Step 2. Train and Test with different Settings

Our model - LaSAML-PN has lots of variations based on

1. whether appending label features on support data, query data

# v1. each support sample appends its corresponding label, query samples remain unchanged
--addCtagSup one \
--addCtagQue none \
# v2. each support sample appends its corresponding label, query samples appends all class labels
--addCtagSup one \
--addCtagQue all \

you can also try --addCtagSup all which appends all class labels to each samples, but may not get good results as just appending the corresponding label for each sample. Making sure addCtagSup cannot be none for LaSAML

2. whether extracting sample features from CLS token, from appended label, from whole sentence or combination sets of them.

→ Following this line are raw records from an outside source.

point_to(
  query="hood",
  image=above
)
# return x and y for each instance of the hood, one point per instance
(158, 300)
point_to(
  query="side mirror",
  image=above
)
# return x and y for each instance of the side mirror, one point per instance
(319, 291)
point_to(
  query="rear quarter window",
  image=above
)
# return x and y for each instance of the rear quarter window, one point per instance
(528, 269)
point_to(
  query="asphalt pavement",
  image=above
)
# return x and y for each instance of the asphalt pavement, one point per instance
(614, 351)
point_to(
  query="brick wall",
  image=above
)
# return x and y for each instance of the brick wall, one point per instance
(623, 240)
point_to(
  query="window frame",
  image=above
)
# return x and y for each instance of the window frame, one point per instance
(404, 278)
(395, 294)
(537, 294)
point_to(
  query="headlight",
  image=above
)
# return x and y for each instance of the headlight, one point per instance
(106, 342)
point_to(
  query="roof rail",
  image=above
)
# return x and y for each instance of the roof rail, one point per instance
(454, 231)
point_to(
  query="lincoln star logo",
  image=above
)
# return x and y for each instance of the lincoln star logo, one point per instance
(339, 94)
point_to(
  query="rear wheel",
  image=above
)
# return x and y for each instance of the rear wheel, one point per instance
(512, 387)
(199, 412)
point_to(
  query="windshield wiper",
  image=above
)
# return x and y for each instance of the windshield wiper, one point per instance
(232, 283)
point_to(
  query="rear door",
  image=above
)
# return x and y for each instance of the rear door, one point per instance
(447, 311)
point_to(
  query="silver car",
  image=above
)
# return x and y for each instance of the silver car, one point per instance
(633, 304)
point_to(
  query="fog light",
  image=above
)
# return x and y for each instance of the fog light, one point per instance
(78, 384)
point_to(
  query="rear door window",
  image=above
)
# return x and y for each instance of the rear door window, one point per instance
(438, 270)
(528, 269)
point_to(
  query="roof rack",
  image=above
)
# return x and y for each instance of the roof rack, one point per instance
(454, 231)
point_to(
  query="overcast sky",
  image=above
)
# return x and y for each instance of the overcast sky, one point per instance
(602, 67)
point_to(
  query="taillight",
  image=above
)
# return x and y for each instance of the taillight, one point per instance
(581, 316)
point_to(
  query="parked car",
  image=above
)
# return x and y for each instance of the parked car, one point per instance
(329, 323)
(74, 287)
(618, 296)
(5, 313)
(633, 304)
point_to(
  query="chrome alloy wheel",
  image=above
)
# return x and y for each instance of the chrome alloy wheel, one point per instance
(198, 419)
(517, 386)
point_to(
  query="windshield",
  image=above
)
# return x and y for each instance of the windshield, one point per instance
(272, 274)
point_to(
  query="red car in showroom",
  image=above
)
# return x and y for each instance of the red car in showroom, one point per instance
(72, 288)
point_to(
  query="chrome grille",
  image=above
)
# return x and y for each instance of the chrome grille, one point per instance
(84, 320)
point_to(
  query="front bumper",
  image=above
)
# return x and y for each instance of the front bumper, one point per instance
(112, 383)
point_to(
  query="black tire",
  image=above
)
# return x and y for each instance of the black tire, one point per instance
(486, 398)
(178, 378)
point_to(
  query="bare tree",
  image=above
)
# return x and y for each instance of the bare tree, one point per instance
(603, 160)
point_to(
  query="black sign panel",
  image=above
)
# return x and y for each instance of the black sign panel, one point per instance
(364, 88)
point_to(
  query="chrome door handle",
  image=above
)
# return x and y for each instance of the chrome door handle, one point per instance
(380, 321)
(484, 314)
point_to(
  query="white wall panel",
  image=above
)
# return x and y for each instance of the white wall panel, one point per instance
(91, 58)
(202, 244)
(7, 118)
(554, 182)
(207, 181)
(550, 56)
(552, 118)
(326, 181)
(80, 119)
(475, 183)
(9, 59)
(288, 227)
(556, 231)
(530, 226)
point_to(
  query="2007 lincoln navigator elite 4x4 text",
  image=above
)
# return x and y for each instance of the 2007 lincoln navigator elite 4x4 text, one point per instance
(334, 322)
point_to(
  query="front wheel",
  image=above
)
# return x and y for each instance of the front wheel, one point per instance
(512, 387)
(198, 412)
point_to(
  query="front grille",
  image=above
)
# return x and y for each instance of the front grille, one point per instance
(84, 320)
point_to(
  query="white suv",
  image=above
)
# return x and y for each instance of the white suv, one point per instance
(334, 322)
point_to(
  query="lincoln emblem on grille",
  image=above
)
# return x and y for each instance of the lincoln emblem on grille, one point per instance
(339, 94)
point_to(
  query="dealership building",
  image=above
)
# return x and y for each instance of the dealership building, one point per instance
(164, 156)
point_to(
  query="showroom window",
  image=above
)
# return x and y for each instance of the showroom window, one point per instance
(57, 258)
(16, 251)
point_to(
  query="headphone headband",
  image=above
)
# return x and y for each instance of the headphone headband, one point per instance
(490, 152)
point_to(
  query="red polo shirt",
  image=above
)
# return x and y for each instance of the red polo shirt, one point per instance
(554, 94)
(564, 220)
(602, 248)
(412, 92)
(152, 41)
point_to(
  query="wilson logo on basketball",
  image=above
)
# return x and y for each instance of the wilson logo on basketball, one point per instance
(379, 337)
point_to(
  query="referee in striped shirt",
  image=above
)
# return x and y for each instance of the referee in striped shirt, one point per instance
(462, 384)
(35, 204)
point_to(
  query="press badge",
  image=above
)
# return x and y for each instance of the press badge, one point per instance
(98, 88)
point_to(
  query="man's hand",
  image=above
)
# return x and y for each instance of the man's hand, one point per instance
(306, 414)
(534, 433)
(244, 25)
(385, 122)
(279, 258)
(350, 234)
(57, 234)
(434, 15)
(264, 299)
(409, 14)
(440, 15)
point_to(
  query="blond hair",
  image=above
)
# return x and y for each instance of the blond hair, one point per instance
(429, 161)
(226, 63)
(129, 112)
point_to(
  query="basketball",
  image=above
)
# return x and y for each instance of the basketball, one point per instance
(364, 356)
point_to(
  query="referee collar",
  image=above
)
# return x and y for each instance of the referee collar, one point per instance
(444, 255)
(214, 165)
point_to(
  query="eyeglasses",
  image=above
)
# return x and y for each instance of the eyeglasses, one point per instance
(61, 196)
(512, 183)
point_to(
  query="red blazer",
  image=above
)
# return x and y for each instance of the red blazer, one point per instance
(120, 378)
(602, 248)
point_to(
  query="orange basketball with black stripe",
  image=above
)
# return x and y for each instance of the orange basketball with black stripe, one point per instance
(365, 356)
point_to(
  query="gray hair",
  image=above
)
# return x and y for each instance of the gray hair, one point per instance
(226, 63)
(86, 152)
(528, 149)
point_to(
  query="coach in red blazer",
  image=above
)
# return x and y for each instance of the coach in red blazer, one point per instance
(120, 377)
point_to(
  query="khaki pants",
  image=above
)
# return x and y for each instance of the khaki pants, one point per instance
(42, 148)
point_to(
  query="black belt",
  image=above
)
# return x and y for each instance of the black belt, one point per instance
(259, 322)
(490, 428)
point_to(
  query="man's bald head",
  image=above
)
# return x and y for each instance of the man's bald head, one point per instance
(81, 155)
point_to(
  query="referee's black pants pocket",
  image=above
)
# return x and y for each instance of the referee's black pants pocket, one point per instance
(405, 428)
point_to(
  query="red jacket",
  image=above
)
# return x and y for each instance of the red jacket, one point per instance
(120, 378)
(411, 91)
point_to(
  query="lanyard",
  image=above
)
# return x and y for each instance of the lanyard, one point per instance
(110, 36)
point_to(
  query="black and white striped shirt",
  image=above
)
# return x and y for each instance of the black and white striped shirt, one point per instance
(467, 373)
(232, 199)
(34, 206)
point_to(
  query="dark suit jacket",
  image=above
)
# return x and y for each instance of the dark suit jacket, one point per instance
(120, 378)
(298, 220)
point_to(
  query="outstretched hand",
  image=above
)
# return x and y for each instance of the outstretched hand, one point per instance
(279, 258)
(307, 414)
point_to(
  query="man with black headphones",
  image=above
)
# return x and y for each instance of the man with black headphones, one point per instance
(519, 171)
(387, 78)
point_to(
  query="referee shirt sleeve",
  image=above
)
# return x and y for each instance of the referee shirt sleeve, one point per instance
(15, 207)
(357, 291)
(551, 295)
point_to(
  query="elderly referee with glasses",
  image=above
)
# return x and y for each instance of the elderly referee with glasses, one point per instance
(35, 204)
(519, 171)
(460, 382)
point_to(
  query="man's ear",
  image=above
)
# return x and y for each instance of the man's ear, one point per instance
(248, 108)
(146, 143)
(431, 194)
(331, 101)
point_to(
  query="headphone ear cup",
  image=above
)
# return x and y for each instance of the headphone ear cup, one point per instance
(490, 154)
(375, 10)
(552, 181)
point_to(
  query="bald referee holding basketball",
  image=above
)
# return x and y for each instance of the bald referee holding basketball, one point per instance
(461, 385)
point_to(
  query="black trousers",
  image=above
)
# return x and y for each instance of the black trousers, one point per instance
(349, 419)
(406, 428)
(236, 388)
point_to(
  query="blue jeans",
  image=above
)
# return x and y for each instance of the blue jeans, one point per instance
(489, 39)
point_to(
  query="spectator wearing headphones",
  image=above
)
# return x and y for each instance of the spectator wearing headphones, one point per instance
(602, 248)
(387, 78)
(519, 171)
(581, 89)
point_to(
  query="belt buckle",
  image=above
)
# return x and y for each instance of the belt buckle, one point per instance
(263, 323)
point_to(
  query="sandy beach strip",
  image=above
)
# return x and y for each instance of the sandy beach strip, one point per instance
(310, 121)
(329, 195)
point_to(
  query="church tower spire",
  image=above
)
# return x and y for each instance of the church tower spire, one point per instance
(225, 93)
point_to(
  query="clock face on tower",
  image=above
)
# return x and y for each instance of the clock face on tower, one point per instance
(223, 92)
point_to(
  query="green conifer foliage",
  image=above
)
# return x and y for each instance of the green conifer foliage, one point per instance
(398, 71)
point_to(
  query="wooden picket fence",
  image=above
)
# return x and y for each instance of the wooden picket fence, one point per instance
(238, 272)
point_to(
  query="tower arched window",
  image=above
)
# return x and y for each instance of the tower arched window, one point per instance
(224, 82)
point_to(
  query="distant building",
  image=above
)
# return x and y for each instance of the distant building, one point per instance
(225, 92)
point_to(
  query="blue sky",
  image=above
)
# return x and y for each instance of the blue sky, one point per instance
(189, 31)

# v1. both sup features and query features are extracted from CLS token
--sup_feature cls \
--que_feature cls \
# v2. support features extracted from the mean pooling of entire support sentence, query features from CLS token
--sup_feature sent \
--que_feature cls \
# v3. support features extracted from the mean pooling of appended label, query features from CLS token
--sup_feature tag \
--que_feature cls \
# v3 support features from CLS + sentence, query features from CLS token
--sup_feature comb_cs \
--que_feature cls \
# v4. support features from CLS + appended label, query features from CLS token
--sup_feature comb_ct \
--que_feature cls \
# v5. support features from sentence + appended label, query features from CLS token
--sup_feature comb_st \
--que_feature cls \
# v6. support features from CLS + appended label + sentence, query features from CLS token
--sup_feature comb_all \
--que_feature cls \
# v7. support features from CLS + appended label + sentence, then processing it with MLP, query features from CLS token
--sup_feature mlp_all \
--que_feature cls \
# v8. support features from CLS + appended label + sentence, then processing it with MLP and softmax, query features from CLS token
--sup_feature comb_att \
--que_feature cls \

for the query feature, you may also choose from sentence or all labels.

the following setting is for the result of LaSAML-PN in table 2 of the paper

--classifier mbc \
--sup_feature cls \
--que_feature cls \
--addCtagSup one \
--addCtagQue none \

Baseline models do not use appended labels in both support data and query data, so change the addCtagSup and addCtagQue to none

--addCtagSup none \
--addCtagQue none \

Note

  1. Different initialisations will cause slight difference in final performance.
  2. Choosing larger query size sometimes leads better performance.